Rental Application social security numberFinding a house or an apartment to rent is a stressful process, especially if you live in an overcrowded area. In big cities like New York City or San Francisco, open houses can wind up feeling more like you’re on a cutthroat competition game show than simply going to look at an apartment. Most landlords and rental companies provide rental applications that ask for a gamut of information about you, including your name, contact information, previous rental history and social security number. Although it is tempting to do what you can to secure that dream home before anyone else can take your spot, it’s important to keep your head about you. Giving out your personal information to just anyone can make you that much more of a target for identity theft. It’s important to be cautious, especially when it comes to your social security number. Before you volunteer your social, here are a couple of things you should think about: Are you required to put your social on a rental application? What are the consequences if you don’t?

Do I have to put my social security number on a rental application?

The short answer: No. However, there is no law that forbids landlords from asking for a prospective tenant’s social security number on a rental application. In fact, some landlords may even require it and refuse to consider your application until you provide your social security number. The reason is so they can run a credit check of a potential renter, which is a common, legal practice. Fortunately, you do have several options other than writing your social security number down on the initial form.

1. Leave the space blank — but let the landlord know why. Potentially dozens of people might end up applying for the same rental unit, which means there is a strong chance your application might not even be considered. If you wrote your social security number down, this means it might end up in the trash for anyone to find. That’s why if you fill out an application that asks for your social security number, it’s best to leave that part blank as long as you let the landlord know why — and assure them if you are seriously considered for the apartment, you will provide the necessary information to run the credit check.

2. Obtain your own credit reports. This might not work in every case, but some landlords may accept a copy of your credit reports which you obtained yourself. By law, you are entitled to a free copy of your reports from each of the three credit bureaus (TransUnion, Equifax and Experian) once per year through AnnualCreditReport.com. If you haven’t obtained your yearly copies yet, you should get them and be sure to print at least one copy. Offer copies of these reports to prospective landlords in lieu of them running their own credit check. Some may still prefer to run your credit themselves, but it is worth a try. At the very least, viewing your credit reports will give you an idea of what will show up so you can be better prepared.

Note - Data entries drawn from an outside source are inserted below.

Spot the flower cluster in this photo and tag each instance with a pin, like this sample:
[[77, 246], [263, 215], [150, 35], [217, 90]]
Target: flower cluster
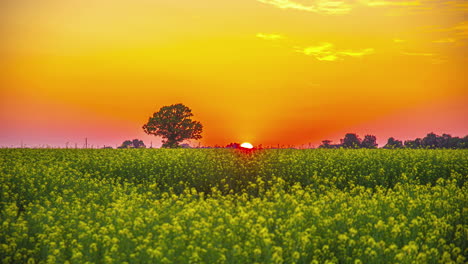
[[221, 206]]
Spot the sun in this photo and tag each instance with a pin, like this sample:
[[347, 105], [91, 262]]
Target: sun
[[247, 145]]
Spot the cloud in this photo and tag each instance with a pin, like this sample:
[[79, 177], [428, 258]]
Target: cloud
[[317, 6], [339, 7], [455, 33], [399, 40], [392, 3], [327, 52], [269, 36]]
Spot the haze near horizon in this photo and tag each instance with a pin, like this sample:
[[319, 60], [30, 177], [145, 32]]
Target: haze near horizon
[[261, 71]]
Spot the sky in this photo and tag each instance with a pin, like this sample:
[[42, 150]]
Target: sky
[[287, 72]]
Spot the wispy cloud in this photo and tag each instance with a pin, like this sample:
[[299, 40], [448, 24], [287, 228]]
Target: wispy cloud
[[454, 33], [447, 40], [269, 36], [391, 3], [399, 40], [338, 7], [317, 6], [327, 52], [418, 54]]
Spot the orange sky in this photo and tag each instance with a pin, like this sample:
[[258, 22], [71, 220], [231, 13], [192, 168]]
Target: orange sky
[[270, 72]]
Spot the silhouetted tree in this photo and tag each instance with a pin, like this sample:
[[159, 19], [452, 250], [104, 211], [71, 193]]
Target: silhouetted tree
[[369, 141], [325, 144], [233, 145], [136, 143], [392, 143], [351, 141], [174, 125], [430, 141]]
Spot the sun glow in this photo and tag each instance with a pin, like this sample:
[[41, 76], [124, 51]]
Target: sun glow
[[246, 145]]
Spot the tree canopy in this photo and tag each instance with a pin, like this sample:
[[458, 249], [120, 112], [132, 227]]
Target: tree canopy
[[174, 124]]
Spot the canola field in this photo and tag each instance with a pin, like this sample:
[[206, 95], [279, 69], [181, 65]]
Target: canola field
[[231, 206]]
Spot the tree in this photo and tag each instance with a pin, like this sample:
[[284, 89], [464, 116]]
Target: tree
[[136, 143], [369, 142], [392, 143], [351, 141], [174, 125]]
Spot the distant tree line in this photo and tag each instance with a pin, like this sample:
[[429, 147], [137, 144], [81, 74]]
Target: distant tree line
[[430, 141], [136, 143]]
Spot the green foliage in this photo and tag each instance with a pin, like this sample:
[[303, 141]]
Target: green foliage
[[174, 125], [229, 206]]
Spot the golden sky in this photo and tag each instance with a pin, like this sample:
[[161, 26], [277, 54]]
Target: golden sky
[[270, 72]]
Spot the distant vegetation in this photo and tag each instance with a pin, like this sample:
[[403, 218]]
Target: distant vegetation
[[174, 124], [136, 143], [431, 141]]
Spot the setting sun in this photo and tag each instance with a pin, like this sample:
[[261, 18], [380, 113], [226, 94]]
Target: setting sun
[[246, 145]]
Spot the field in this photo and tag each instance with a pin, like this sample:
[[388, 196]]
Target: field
[[229, 206]]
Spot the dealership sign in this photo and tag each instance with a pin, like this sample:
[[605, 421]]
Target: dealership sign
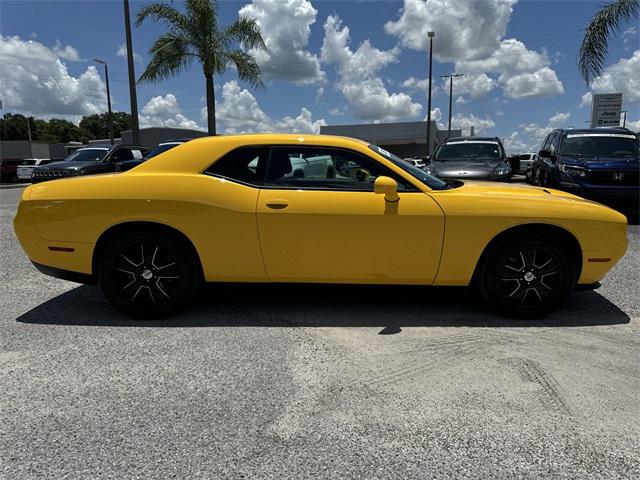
[[605, 109]]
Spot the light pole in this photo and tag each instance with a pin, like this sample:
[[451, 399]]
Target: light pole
[[109, 115], [133, 96], [431, 35], [450, 77]]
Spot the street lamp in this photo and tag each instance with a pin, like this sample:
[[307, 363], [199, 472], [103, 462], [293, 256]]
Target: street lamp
[[109, 115], [430, 35], [450, 77], [133, 96]]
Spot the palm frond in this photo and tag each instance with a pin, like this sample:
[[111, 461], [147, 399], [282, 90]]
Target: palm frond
[[170, 55], [594, 48], [245, 31], [246, 66], [162, 11]]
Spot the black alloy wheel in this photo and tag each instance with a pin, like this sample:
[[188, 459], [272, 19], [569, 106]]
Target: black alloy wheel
[[528, 276], [149, 275]]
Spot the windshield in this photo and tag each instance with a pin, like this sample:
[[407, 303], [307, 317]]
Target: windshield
[[599, 145], [160, 149], [469, 152], [86, 155], [421, 175]]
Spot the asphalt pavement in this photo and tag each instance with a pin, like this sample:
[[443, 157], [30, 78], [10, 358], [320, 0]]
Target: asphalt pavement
[[315, 382]]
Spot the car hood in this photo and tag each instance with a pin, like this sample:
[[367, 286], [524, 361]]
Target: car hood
[[75, 165], [464, 169], [603, 163], [514, 191]]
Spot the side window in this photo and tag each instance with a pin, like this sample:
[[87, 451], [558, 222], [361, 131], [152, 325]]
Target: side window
[[324, 169], [243, 165], [121, 155], [554, 143]]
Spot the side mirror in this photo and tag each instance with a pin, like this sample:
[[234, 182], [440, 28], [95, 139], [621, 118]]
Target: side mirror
[[388, 187]]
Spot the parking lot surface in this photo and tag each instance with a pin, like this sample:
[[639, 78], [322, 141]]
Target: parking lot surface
[[315, 382]]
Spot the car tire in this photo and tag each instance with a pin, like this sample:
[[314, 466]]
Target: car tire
[[149, 275], [527, 275]]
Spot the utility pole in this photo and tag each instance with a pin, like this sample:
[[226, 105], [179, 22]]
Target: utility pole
[[450, 77], [29, 133], [110, 113], [431, 35], [133, 96]]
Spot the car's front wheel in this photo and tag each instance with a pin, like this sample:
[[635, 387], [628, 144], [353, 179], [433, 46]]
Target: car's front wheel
[[528, 276], [149, 275]]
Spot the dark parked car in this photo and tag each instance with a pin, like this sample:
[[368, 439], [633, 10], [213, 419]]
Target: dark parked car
[[91, 160], [601, 164], [470, 158]]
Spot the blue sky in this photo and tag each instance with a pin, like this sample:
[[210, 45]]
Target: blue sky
[[505, 102]]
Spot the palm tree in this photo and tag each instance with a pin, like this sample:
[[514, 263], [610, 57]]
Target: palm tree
[[196, 34], [609, 20]]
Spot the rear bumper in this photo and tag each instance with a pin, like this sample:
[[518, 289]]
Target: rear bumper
[[76, 277]]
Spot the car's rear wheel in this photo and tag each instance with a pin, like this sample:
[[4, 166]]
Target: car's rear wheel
[[148, 275], [528, 276]]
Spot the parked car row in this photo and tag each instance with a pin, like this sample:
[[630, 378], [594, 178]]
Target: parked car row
[[92, 160], [598, 164]]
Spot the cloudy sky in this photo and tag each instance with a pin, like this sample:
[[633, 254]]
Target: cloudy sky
[[329, 62]]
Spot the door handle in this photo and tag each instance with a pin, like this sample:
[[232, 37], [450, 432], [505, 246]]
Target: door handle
[[277, 203]]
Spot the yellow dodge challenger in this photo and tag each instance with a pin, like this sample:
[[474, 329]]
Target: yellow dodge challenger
[[314, 209]]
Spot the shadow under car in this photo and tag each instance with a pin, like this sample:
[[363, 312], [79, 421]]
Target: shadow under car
[[313, 305]]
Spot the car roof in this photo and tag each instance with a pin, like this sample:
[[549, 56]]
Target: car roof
[[188, 158], [472, 139], [595, 130]]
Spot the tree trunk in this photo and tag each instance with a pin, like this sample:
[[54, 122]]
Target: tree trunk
[[211, 106]]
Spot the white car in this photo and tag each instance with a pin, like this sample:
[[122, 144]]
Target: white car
[[416, 162], [25, 169]]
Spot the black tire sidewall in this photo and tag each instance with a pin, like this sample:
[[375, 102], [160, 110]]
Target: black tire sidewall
[[489, 277], [187, 266]]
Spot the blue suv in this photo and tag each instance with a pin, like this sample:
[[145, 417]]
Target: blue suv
[[601, 164]]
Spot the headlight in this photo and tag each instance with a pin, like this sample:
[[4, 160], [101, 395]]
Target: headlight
[[500, 171], [574, 171]]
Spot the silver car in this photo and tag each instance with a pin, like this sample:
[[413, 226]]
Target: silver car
[[472, 158]]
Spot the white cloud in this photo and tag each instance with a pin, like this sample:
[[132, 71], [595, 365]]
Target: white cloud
[[165, 112], [239, 112], [285, 26], [464, 29], [364, 91], [34, 81], [633, 126], [414, 84], [476, 85], [623, 76], [66, 53], [542, 83], [522, 73], [465, 122], [531, 135], [514, 144], [122, 53], [559, 119], [471, 34]]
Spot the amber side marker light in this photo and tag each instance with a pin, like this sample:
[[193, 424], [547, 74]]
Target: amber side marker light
[[62, 249]]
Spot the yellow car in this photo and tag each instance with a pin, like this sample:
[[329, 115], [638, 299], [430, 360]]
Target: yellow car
[[234, 209]]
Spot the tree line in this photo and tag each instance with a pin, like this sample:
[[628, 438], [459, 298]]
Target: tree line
[[91, 127]]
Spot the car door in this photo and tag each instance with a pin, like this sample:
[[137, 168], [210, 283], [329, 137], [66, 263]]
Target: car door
[[332, 227]]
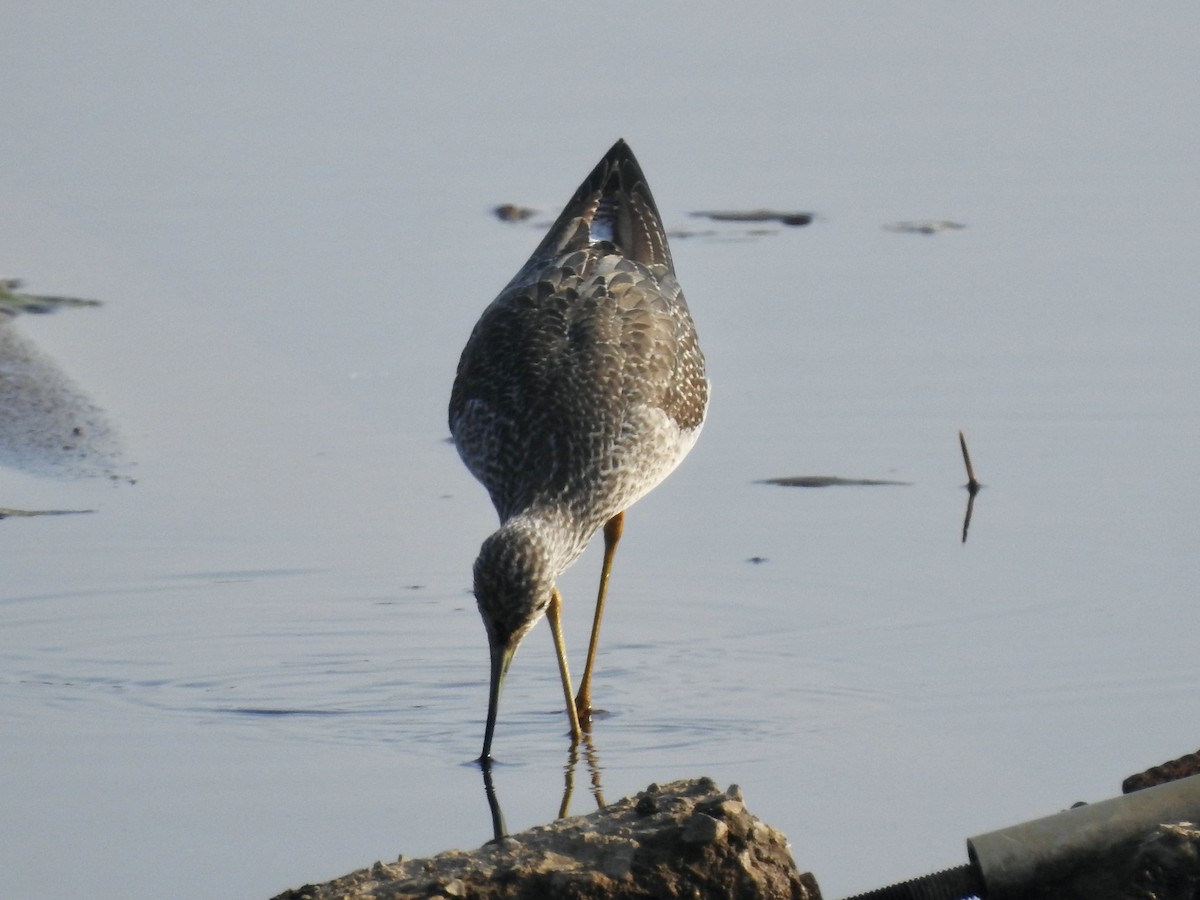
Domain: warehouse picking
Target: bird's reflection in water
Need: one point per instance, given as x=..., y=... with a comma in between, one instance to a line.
x=573, y=761
x=591, y=759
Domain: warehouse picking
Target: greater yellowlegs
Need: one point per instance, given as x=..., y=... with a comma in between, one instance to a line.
x=580, y=389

3. Request that your application be destroyed after it is reviewed. If you do end up having to provide your social security number, be sure to ask for the total destruction of the application once the review process is complete. Ask that the documents are shredded — or, if it’s an online application, the files completely wiped. Most large rental companies likely have a privacy policy, but those renting individual units might not be in the know, so it’s best to inquire about what happens to documents or files with your information.

Why it’s important to protect your social security number

Your social security number is the most precious and vulnerable part of the personal information that makes up your identity. A thief with access to your social can wreak much more devastation than someone armed with just your name or even your bank account number. Social security numbers can be used to open up utilities accounts and credit cards, take out loans and mortgages and even access medical or government benefits. A person with your social security number could even attach it to a different birth date and create a whole new identity. The worst part about social security fraud is that all too often victims don’t find out until it is too late and a whole lot of damage has been done. It can take months or even years to recover from identity theft. This is why it is so important to guard your social security number as closely as possible.

Fortunately, you can get help with protecting your identity by signing up for an identity theft protection service. These services monitor black market websites, public records and other places for your personal information, including your social security number, to ensure it’s not being illegally traded, sold or used. Many let you set up alerts that will inform you immediately if any suspicious activity has occurred. While they can’t totally prevent identity theft from happening, an identity theft protection service can help you catch criminals in their tracks and recover your identity if the worst should happen.